In "I Love You, Man," male bonding is taken more seriously than male pattern baldness. If you listen to its message, a dude without a best man friend is missing out on all of the important things in life: the best fish tacos, someone to share air guitar moments with and the inevitable good friend who puts his foot in his mouth at his buddy's expense.

All of this is what makes "I Love You, Man" laugh-out-loud funny, original and doggone worthwhile in its quirkiness. (More on the dog, later.)

Cut from the Judd Apatow school of crassness (although Apatow isn't responsible for this film, he probably would like to have been), Paul Rudd plays Peter Klaven, a nice guy Los Angeles real estate salesman who has just landed his first celebrity listing, and has big dreams for commercial development.

In his personal life, he's engaged to Zooey (the amiable Rashida Jones), which makes him realize, as she and her gaggle of girlfriends plan for her wedding, that he has no male friends and thus no best man, unless his mother (Jane Curtin) fills in. After he concocts a tray full of root-beer floats for the girls, he concurs that he must embrace his manhood and sets out on his alpha male journey.

He asks for help from his gay brother, Robbie (Andy Samberg), who knows how to get a guy, whether they are gay or straight. One of the platonic suitors for Peter is a high-voiced soccer nut who reminds Peter of Elmo. A dinner date leads to a misunderstanding, with Peter getting a deep throated kiss from a guy named Doug.

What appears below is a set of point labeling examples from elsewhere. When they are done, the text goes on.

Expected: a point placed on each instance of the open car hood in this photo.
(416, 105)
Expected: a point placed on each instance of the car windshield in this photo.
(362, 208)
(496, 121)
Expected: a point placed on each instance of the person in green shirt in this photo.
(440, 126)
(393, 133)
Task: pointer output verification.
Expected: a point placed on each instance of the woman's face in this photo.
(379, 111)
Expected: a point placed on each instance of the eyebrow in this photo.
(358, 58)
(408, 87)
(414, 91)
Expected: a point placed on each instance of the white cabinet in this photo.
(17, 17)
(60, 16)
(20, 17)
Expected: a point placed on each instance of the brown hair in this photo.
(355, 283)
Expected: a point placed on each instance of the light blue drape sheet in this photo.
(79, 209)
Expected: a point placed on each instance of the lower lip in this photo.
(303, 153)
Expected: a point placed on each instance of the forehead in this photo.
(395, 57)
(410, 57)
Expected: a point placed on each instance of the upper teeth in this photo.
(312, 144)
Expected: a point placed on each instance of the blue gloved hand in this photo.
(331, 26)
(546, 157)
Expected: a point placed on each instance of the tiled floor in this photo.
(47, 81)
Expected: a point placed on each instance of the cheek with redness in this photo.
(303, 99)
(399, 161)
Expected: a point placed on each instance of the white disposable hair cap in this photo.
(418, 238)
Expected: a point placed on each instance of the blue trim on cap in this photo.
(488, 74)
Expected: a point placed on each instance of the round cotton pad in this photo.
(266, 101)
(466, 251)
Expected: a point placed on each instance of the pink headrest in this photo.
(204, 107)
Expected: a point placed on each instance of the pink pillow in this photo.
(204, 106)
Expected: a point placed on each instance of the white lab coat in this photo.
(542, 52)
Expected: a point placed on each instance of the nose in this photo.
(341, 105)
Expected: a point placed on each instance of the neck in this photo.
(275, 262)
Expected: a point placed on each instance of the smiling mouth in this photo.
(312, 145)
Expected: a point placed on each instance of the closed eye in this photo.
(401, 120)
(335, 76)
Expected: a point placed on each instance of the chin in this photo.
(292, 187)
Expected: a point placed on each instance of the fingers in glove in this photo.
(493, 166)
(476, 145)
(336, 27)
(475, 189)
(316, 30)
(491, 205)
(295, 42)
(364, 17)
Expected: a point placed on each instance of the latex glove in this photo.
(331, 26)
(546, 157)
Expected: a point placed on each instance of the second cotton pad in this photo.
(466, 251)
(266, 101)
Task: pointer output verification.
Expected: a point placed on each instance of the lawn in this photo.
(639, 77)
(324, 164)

After some fits and starts, and an excruciatingly painful beer guzzling game in which Peter throws up on the party host, he's all but given up -- until he meets Sydney Fife (Jason Segel of "Forgetting Sarah Marshall").

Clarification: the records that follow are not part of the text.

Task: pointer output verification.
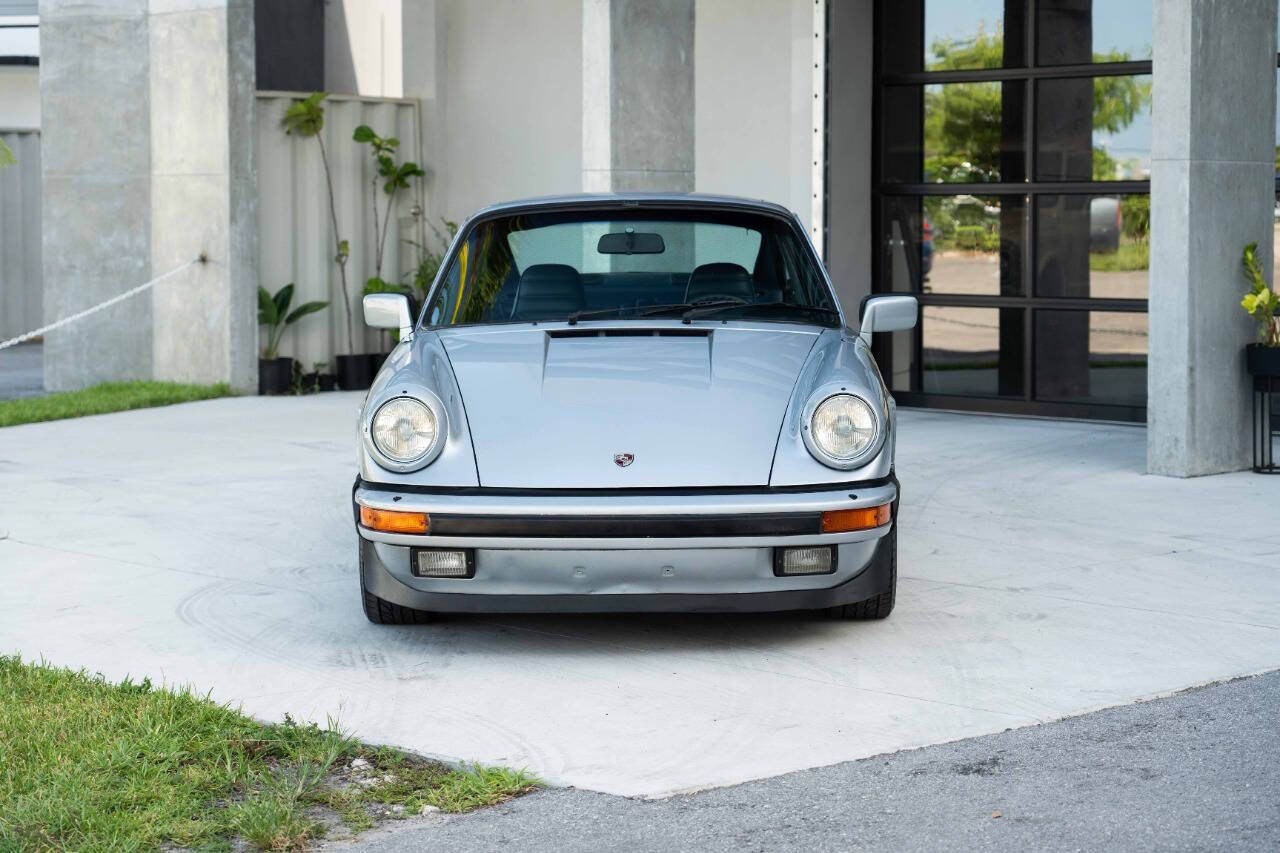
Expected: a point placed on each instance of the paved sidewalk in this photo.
(1197, 771)
(1042, 574)
(22, 372)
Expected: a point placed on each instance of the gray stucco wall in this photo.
(652, 104)
(96, 218)
(19, 236)
(1211, 191)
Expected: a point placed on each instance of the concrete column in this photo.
(149, 163)
(650, 81)
(1212, 191)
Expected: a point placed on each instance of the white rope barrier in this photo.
(100, 306)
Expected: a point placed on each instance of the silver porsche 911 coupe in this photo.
(631, 402)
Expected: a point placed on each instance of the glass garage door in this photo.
(1013, 160)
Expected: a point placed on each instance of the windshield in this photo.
(592, 265)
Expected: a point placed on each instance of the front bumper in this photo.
(634, 551)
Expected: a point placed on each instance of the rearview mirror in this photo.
(887, 314)
(388, 311)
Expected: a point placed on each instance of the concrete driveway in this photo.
(1042, 575)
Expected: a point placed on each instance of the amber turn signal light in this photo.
(850, 520)
(393, 521)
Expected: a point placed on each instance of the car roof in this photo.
(625, 200)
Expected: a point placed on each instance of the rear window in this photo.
(594, 265)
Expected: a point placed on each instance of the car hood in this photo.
(691, 406)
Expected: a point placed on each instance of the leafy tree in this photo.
(306, 118)
(394, 177)
(963, 121)
(273, 311)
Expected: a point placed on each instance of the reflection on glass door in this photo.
(1013, 167)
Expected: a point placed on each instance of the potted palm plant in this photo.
(275, 374)
(1264, 305)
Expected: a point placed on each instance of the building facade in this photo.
(1065, 185)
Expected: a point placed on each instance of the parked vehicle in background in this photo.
(926, 246)
(629, 402)
(1106, 224)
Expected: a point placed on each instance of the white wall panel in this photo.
(295, 236)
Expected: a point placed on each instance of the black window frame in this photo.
(1031, 190)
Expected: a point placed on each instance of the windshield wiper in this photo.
(645, 310)
(714, 308)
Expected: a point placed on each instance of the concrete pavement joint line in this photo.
(777, 674)
(1102, 603)
(152, 568)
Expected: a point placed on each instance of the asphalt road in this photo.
(22, 372)
(1194, 771)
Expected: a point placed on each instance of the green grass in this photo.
(1130, 256)
(100, 400)
(88, 765)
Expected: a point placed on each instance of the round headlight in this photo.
(842, 427)
(405, 429)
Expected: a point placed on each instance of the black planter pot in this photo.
(274, 375)
(1262, 361)
(357, 372)
(312, 382)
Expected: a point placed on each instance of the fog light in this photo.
(393, 520)
(434, 562)
(813, 560)
(860, 519)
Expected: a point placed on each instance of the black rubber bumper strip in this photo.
(627, 527)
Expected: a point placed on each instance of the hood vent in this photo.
(624, 332)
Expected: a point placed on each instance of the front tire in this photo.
(877, 606)
(380, 611)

Fife could have written the book on how to be a guy's guy. He guzzles beer, wears cargo pants and Ugg boots complimented with a John Coltrane T-shirt, and refuses to pick up his dog's poop on the Venice Beach boardwalk, claiming it is meant to be natural compost. He's the genial Shaggy from "Scooby Doo," and perhaps just the right fit to teach Peter some lessons in machismo.

Peter takes to Fife's laid back lifestyle: a beach house with its own "man cave," in which exists a real rock band set up of guitars and drums, and a sound system that can pipe in Rush for karaoke-style jams.

As the bonding starts to stick like Krazy Glue, tension begins building between Peter and Zooey. While it's all very predictable, there are priceless uncomfortable moments including a too-close-for-comfort toast made by best man Fife at the engagement dinner, and Peter's lame attempts throughout to be hip including nicknames for Sydney that never quite work.

In the capable hands of writer-director John Hamberg ("Along Came Polly"), "I Love You, Man" never panders or pokes fun. It just allows its characters to be human and offers up a bromantic comedy that's a buddy picture for the 21st century. What's not to love, man?